Monday, July 6, 2009

Stranger Danger!

Over the weekend we went to a book store. This particular store has a great kids section with an awesome play area. While Demetri was browsing, Zoey and I played puppets, ripped down a castle, created disturbingly horrific train wrecks, and rearranged all the stuff in the play kitchen. An older lady come over and started making small talk with us -- about how cute Zoey is, about the weather, about her recent mission trip to Africa. I didn't want to be rude, but I was sort of busy trying to demolish the castle with a frog puppet: "And then the giant frog swooped down from the sky and ate up the princess because she took gentle yoga instead of kick boxing . . .".

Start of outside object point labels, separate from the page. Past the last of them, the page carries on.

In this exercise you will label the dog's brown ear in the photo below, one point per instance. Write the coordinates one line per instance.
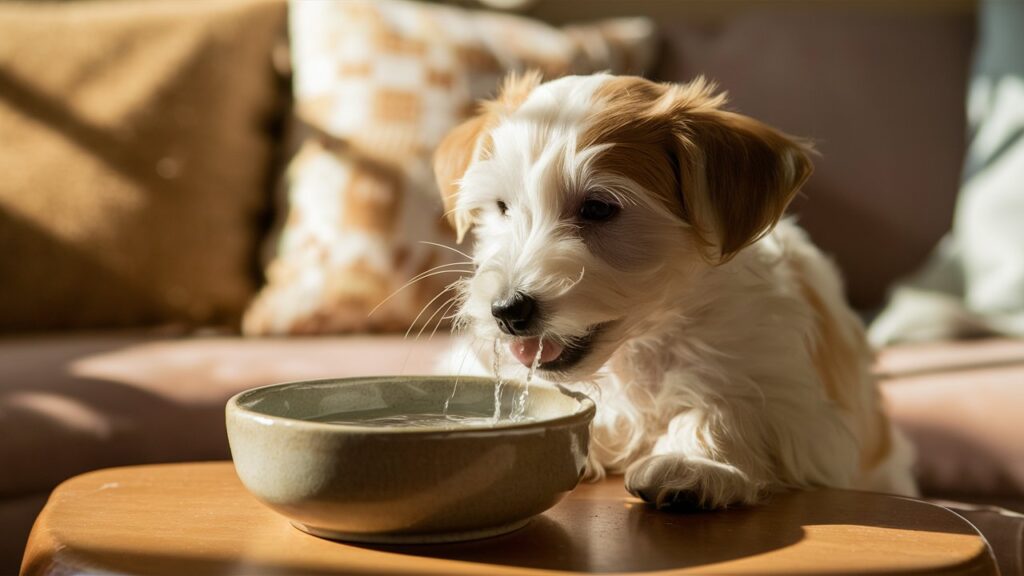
(737, 174)
(451, 162)
(467, 140)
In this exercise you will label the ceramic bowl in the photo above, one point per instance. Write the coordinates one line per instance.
(400, 485)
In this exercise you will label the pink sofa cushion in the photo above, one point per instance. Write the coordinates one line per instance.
(73, 403)
(962, 404)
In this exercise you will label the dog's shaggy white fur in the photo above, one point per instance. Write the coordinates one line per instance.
(628, 237)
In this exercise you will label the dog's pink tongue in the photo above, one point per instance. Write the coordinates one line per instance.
(524, 350)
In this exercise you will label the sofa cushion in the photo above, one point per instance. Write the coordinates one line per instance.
(90, 401)
(135, 157)
(880, 91)
(79, 402)
(961, 404)
(378, 85)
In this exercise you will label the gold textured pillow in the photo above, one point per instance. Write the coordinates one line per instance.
(377, 86)
(133, 159)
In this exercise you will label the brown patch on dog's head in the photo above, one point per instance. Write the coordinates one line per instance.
(728, 175)
(469, 140)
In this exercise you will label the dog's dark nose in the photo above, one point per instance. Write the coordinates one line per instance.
(515, 315)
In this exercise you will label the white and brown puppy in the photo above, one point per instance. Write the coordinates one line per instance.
(628, 235)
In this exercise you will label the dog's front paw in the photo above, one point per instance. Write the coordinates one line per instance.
(677, 481)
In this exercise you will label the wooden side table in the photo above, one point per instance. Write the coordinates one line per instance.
(198, 520)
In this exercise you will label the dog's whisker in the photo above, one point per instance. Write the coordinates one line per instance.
(456, 250)
(424, 309)
(418, 278)
(453, 302)
(439, 307)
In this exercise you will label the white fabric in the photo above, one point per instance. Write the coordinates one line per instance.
(974, 282)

But the lady was undeterred.

I continued to play with Zoey and she continued to talk about the orphanage she worked in in Africa. I responded minimally with hmm's and yeah's and oh's. Zoey then moved closer to the lady to play at the train table. As I don't like to play puppets alone, I followed her. We were busy setting up Thomas the Train to fly off a cliff after jumping over other, lesser, trains when the lady reached out and touched my hair. To be clear, she didn't just brush it off my face or barely touch one of the ends. She put her entire hand on my head and pushed her fingers down into my hair. I tried to pull back, but she had a death grip on my head with her evil, claw-like hand. So I kicked her in the stomach (because, unlike the aforementioned princess, I did take kick boxing).

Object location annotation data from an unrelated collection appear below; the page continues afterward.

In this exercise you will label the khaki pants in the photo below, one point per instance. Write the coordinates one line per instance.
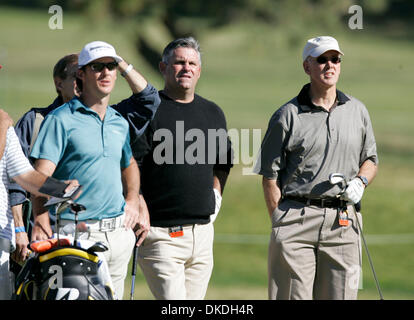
(5, 277)
(311, 256)
(120, 243)
(178, 268)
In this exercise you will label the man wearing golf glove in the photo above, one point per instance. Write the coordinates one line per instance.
(88, 138)
(314, 249)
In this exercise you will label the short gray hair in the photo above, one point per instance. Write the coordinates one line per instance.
(188, 42)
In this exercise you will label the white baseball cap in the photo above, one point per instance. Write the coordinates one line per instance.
(316, 46)
(95, 50)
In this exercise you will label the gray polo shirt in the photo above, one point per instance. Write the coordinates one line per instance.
(305, 143)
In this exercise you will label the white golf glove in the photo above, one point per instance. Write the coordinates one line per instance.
(218, 205)
(354, 191)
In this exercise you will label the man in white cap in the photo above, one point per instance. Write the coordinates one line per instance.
(88, 138)
(314, 251)
(14, 165)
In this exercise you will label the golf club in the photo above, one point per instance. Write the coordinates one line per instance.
(134, 270)
(339, 178)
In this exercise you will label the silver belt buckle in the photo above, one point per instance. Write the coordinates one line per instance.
(106, 225)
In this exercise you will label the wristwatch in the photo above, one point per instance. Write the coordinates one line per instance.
(364, 180)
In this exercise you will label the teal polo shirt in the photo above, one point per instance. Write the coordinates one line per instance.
(84, 147)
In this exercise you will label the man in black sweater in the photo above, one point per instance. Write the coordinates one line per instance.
(185, 158)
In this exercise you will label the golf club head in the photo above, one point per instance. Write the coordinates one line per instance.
(77, 207)
(336, 178)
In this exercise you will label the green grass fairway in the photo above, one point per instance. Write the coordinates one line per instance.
(250, 70)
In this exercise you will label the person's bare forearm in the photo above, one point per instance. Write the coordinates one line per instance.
(135, 80)
(31, 181)
(220, 179)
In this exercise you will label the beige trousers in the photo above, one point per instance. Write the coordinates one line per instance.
(311, 256)
(178, 268)
(120, 243)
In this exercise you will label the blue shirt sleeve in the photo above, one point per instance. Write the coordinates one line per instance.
(139, 110)
(126, 153)
(24, 130)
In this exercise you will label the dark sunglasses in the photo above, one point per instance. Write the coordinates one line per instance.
(99, 66)
(322, 60)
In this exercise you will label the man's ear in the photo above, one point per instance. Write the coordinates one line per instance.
(79, 74)
(58, 83)
(162, 65)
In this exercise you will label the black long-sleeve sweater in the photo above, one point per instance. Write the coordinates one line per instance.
(180, 149)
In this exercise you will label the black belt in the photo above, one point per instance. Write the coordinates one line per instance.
(323, 203)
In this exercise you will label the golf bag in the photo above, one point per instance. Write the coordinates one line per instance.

Ok. Fine. That last part isn't true. I didn't kick her in the stomach. And the description of "evil and claw-like" may be an exaggeration. And it wasn't my hair she touched, it was Zoey's. BUT STILL. Why do people think it's OK just to reach out and touch Zoey's hair? People would never do that to an adult. Never. And people don't ask. They just grab her hair like she's not real. She can't talk yet so it's not as if she can yell STRANGER DANGER! to protect herself. Part of me feels like I shouldn't let Zoey get within arms reach of people but another part of me realizes that might make her a wee bit anti-social. And she already has plenty of things to talk to her future therapist about. I should probably say something, right? But the thing is, it happens so fast. It's over before I can even say Stop or Don't. So then the question is: do I bother telling people I will never see again that they need to respect Zoey's personal space? Maybe. But primarily so Zoey knows I will stick up for her.

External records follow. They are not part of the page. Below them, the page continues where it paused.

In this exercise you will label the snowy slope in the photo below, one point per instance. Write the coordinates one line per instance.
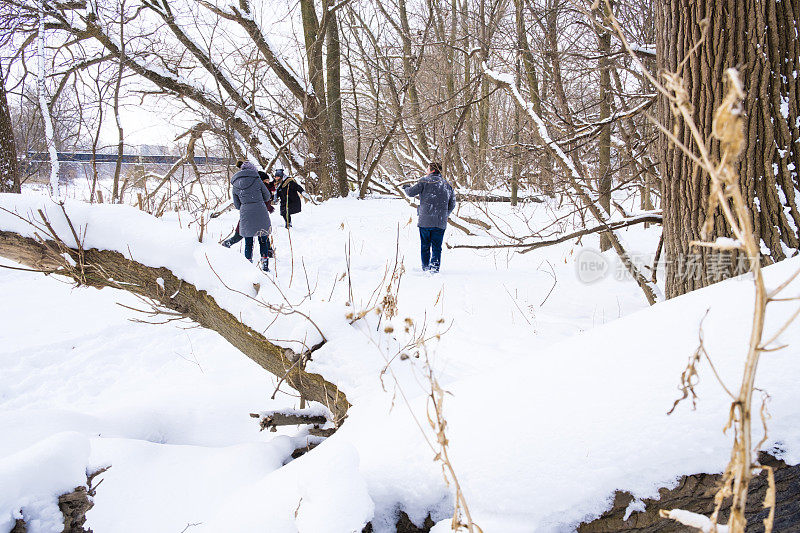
(551, 410)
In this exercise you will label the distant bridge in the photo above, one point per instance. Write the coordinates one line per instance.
(127, 159)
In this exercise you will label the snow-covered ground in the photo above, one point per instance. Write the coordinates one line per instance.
(559, 388)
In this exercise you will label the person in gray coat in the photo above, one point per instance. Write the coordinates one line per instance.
(436, 201)
(250, 196)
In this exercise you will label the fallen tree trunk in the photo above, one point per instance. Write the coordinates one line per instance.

Demetri suggests that we grab people's hair right back. But, you know, ew. Some people have hair that I just don't want to experience. What would you do?
Nooooo! Don't touch my hair! Nooooo! Stranger danger! Stranger danger!

5 comments:

  1. Oh my god! That's so weird and creepy! I know Damon would be in her face - I would probably just be appalled and stunned like you. I think it's time you enroll Zorro in her own kick-boxing classes.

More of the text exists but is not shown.